Avec la chute de pans entiers de l’Irak à l’EIIL et ses alliés baasistes, les Kurdes deviennent soudain vulnérables. Personne ne veut de voisins comme Abou Bakr Al Baghdadi ou Izzat Ibrahim Al Douri (qui aurait conduit l’offensive baasiste contre Maliki), mais cela fait justement  partie de la réalité des Kurdes désormais. Ils savent qu’ils devront se battre à un moment ou un autre, et malgré le respect quasi universel qu’inspirent les peshmergas, ils sont équipés de vieux matériel de fabrication russe et peu fiable. Personne n’envisage la chute d’Irbil, mais lorsque les combattants kurdes se sont trouvés face à l’EIIL et ses alliés dans et autour de Kirkouk, les combats ont été rudes. Dans une de ces ironies que seulement l’invasion américaine et ses conséquences pourraient produire, le gouvernement régional du Kurdistan est soumis à un embargo américain sur la vente d’armes. Washington n’a pas voulu faire quoi que ce soit qui pourrait être interprété comme allant dans le sens d’une partition de l’Irak ; les États-Unis ont donc été prêts à fournir toutes sortes d’armes à l’armée irakienne, même contrôlée par un personnage aussi incompétent et peu fiable que Nouri al Maliki, mais pas aux Kurdes. Selon la rumeur, la première chose que Barzani aurait demandé (voire exigé) lors de sa dernière rencontre avec le Secrétaire d’État John Kerry à Irbil, c’était des armes américaines. Compte tenu des nouvelles réalités auxquelles les Kurdes sont confrontés, ils devraient les obtenir. L’Irak n’a d’avenir que dans le chaos et la violence. Ce n’est probablement pas la nouvelle réalité à laquelle Massoud Barzani et tous les autres responsables kurdes font référence, mais c’est précisément ce à quoi ils sont confrontés.

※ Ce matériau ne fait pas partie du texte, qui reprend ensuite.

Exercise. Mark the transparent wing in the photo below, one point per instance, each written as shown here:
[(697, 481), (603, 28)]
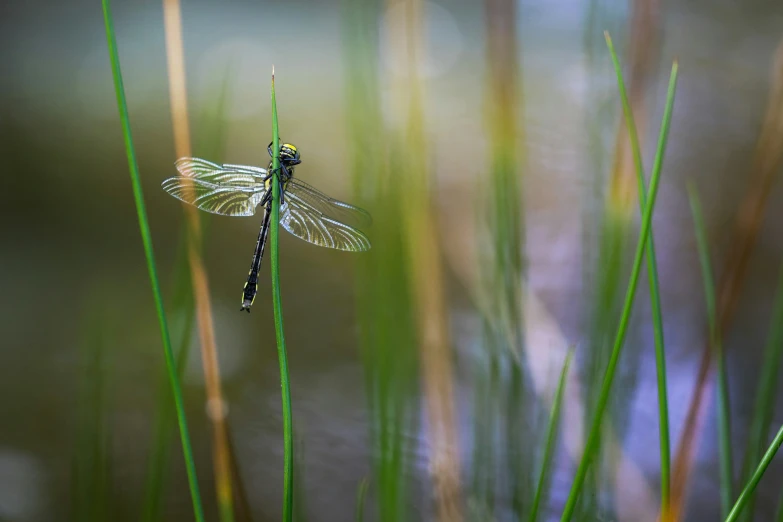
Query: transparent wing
[(229, 190), (315, 200), (321, 230)]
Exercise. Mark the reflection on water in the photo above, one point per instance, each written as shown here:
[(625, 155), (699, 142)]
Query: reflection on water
[(71, 231)]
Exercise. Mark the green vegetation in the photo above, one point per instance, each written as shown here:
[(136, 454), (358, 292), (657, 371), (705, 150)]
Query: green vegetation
[(514, 435)]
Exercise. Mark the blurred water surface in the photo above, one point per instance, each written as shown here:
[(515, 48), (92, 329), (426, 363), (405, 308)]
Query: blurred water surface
[(71, 247)]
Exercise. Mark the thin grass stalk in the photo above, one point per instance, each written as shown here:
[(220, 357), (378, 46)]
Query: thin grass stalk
[(146, 238), (361, 497), (750, 487), (182, 326), (551, 438), (91, 469), (603, 398), (652, 276), (288, 442), (765, 396), (215, 402), (384, 306), (163, 425), (765, 171), (724, 414), (426, 278), (505, 265)]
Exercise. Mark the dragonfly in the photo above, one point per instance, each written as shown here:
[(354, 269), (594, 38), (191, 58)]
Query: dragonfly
[(238, 190)]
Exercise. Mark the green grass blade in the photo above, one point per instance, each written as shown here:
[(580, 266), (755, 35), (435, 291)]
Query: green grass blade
[(551, 437), (361, 497), (724, 413), (652, 276), (288, 474), (765, 396), (622, 328), (750, 487), (146, 238), (212, 146)]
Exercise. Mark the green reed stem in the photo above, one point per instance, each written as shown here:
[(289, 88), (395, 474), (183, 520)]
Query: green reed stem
[(754, 480), (724, 412), (765, 395), (551, 437), (361, 497), (622, 328), (146, 238), (652, 277), (288, 441)]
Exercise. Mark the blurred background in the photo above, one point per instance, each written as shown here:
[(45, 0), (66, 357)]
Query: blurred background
[(485, 138)]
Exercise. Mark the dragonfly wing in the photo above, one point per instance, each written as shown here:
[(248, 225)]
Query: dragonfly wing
[(321, 230), (228, 190), (319, 202)]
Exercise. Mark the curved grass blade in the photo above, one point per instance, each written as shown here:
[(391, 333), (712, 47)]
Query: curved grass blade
[(146, 238), (182, 303), (288, 443), (551, 437), (765, 397), (724, 416), (652, 277), (754, 480), (603, 397)]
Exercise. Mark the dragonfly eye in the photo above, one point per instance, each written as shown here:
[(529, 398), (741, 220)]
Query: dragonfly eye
[(288, 151)]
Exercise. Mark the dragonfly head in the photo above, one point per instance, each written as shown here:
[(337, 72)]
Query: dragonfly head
[(288, 153)]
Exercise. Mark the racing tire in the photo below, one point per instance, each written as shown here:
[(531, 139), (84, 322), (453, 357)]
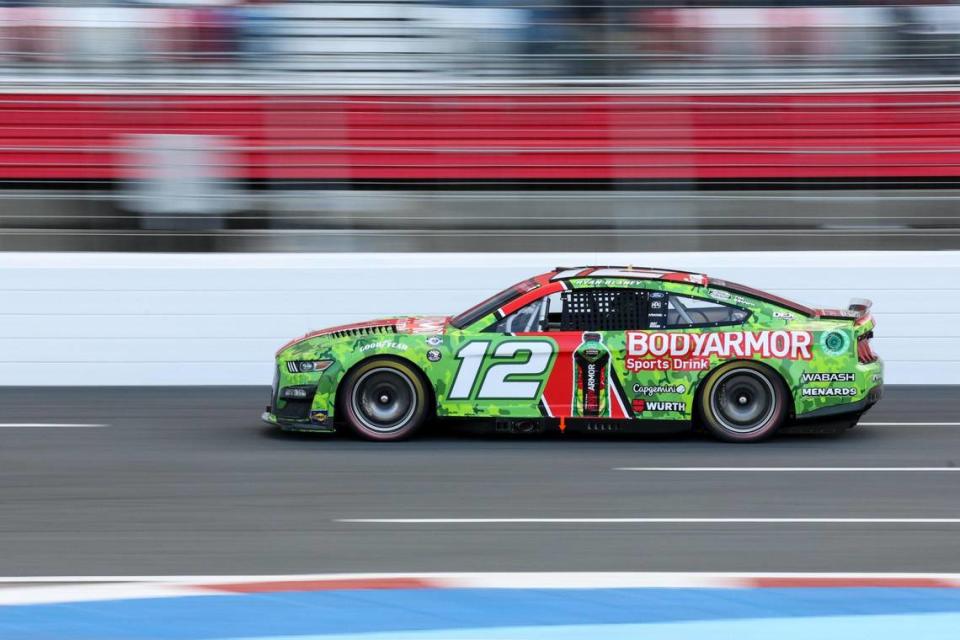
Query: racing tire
[(743, 402), (384, 400)]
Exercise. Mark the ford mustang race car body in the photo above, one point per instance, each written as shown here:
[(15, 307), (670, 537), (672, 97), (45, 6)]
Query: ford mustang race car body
[(595, 348)]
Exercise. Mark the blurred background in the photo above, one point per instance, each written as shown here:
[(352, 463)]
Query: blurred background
[(478, 125)]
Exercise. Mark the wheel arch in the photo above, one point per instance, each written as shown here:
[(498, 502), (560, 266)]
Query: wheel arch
[(339, 396)]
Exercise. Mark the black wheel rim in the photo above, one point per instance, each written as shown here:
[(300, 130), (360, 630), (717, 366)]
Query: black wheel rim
[(743, 400), (384, 400)]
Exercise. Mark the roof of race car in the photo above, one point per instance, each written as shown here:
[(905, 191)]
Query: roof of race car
[(639, 273)]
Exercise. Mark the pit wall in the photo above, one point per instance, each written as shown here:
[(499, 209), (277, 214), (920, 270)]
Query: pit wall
[(216, 319)]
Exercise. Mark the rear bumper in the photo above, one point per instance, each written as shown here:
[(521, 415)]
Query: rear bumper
[(854, 408)]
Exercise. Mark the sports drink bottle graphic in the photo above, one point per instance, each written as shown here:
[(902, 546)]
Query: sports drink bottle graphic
[(590, 393)]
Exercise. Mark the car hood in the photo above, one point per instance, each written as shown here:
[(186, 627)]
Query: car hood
[(425, 325)]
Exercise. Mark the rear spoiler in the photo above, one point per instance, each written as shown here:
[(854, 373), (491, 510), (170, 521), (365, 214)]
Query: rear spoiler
[(859, 310)]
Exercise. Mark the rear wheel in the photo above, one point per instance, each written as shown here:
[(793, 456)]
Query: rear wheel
[(743, 402), (384, 400)]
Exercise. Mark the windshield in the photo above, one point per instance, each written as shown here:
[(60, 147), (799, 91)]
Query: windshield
[(493, 303)]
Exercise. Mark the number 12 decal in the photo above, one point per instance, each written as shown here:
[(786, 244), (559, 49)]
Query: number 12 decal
[(496, 382)]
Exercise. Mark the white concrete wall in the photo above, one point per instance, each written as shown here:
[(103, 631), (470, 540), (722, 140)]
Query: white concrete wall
[(168, 319)]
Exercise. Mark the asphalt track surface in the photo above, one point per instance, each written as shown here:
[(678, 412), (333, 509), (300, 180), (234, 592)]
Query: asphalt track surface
[(188, 481)]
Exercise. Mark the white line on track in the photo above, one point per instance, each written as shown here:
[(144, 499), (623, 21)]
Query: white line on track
[(649, 520), (789, 469), (49, 425), (909, 424)]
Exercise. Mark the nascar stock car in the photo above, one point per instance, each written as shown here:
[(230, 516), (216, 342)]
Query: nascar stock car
[(590, 348)]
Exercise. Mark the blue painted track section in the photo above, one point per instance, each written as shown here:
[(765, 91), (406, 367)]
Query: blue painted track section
[(564, 614)]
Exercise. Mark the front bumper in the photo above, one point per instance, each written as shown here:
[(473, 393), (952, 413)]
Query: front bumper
[(318, 422), (859, 408)]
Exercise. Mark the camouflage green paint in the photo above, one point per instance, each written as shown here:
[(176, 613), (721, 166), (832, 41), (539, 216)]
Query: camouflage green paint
[(433, 347)]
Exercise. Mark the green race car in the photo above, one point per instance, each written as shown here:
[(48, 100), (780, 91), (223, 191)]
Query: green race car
[(590, 348)]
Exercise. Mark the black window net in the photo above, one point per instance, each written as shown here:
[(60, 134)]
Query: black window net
[(602, 310)]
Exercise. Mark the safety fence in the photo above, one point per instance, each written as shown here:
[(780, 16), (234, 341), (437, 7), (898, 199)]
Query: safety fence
[(179, 319)]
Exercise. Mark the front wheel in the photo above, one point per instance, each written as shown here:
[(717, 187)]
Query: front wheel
[(743, 402), (384, 400)]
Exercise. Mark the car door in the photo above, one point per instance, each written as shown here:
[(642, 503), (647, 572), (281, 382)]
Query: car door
[(662, 364), (586, 328)]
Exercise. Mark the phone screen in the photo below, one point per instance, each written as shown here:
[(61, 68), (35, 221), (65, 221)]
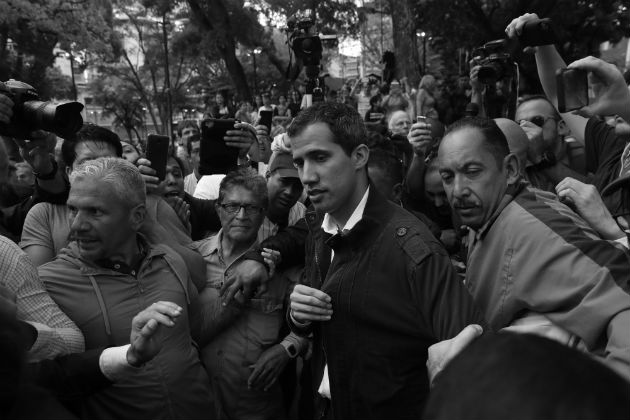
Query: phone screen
[(157, 153), (266, 117), (572, 88), (215, 157)]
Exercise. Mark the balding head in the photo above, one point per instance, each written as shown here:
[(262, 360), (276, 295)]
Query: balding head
[(517, 139)]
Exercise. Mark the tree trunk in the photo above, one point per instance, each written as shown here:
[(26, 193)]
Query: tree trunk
[(405, 42), (213, 16)]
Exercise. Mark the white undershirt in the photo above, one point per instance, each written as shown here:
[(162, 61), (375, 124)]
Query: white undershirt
[(330, 226)]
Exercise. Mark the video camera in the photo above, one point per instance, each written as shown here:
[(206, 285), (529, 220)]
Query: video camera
[(30, 114), (496, 57), (306, 46), (499, 71), (495, 61)]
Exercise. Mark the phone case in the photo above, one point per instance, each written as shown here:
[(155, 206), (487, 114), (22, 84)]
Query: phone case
[(215, 157), (266, 117), (157, 153), (572, 89)]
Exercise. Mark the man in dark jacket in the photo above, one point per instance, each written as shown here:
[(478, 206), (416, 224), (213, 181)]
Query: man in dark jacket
[(378, 288)]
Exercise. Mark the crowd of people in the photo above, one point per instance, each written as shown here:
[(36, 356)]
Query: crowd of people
[(357, 260)]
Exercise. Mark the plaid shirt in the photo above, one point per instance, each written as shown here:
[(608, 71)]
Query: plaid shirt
[(56, 333)]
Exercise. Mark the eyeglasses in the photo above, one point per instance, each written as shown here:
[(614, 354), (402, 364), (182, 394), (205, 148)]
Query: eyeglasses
[(233, 208), (538, 120)]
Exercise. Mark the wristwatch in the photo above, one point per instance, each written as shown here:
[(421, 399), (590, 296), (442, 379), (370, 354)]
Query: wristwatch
[(48, 176), (290, 349), (547, 160)]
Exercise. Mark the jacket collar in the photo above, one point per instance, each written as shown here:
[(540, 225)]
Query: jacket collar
[(377, 210), (510, 194)]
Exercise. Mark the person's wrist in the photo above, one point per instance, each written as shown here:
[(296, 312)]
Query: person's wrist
[(132, 359), (612, 231), (297, 322), (290, 349)]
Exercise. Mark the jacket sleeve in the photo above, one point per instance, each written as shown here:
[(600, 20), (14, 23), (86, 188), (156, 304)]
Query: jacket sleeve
[(290, 242), (445, 302), (69, 377)]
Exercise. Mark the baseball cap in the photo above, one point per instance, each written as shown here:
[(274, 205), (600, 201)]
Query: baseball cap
[(283, 164), (624, 174)]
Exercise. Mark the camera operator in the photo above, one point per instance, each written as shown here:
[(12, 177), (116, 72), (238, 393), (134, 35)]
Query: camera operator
[(50, 184), (603, 147), (614, 99)]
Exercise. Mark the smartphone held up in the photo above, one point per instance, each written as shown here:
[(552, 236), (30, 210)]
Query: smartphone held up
[(572, 89)]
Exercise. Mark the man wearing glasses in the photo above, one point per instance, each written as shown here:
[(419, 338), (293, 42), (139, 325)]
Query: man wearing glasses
[(245, 385), (550, 157)]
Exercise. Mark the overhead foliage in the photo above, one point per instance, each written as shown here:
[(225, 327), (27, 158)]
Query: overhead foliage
[(461, 25), (31, 30)]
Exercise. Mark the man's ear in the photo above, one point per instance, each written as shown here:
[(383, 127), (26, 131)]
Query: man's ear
[(137, 216), (512, 167), (360, 156), (563, 129)]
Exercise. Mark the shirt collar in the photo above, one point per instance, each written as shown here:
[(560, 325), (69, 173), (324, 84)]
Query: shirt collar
[(329, 225), (211, 245), (512, 191)]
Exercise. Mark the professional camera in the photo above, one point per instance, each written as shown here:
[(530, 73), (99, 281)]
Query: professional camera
[(306, 46), (495, 61), (30, 114)]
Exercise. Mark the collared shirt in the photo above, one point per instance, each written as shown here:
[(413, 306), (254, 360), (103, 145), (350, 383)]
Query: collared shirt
[(56, 333), (330, 226), (216, 269)]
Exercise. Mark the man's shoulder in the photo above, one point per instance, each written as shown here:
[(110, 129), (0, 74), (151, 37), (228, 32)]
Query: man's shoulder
[(64, 267), (411, 235), (534, 212), (47, 210)]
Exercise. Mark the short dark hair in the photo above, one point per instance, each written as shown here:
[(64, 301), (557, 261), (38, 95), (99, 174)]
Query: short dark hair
[(494, 139), (538, 97), (387, 162), (247, 178), (524, 376), (344, 122), (89, 132), (185, 124), (190, 140)]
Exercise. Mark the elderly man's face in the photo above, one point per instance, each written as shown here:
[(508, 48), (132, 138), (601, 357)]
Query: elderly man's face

[…] La réponse américaine appropriée serait d’aider les Kurdes au lieu de les entraver. La politique américaine en Irak est à ce point sens dessous dessus qu’il n’y a plus que l’administration Obama et le gouvernement Maliki pour s’opposer à l’indépendance kurde. Les Turcs et les Iraniens n’aiment peut-être pas beaucoup l’idée, mais désormais Ankara l’accepte à contrecœur alors que les Iraniens sont sans doute trop occupés à essayer de sauver leurs intérêts au Liban, en Syrie et en Irak pour s’en occuper vraiment. Il est temps de renoncer à cette fiction selon laquelle un gouvernement plus inclusif pourrait voir le jour à Bagdad – même si je comprends pourquoi l’administration Obama n’y arrive pas. Cela reviendrait à reconnaître que les arguments que Kerry a utilisés face à Massoud Barzani concernant les inconvénients de l’indépendance n’ont pas de sens. Oui, ce serait préférable de faire partie d’un Irak riche que d’aller vers l’indépendance, mais il n’y a plus d’Irak unifié. De plus, accepter la réalité telle qu’elle est se heurterait à ce qui semble être pour la Maison Blanche l’objectif le plus important de la politique irakienne des États-Unis : empêcher le pays de se disloquer tant que Barack Obama est encore président.

P.C.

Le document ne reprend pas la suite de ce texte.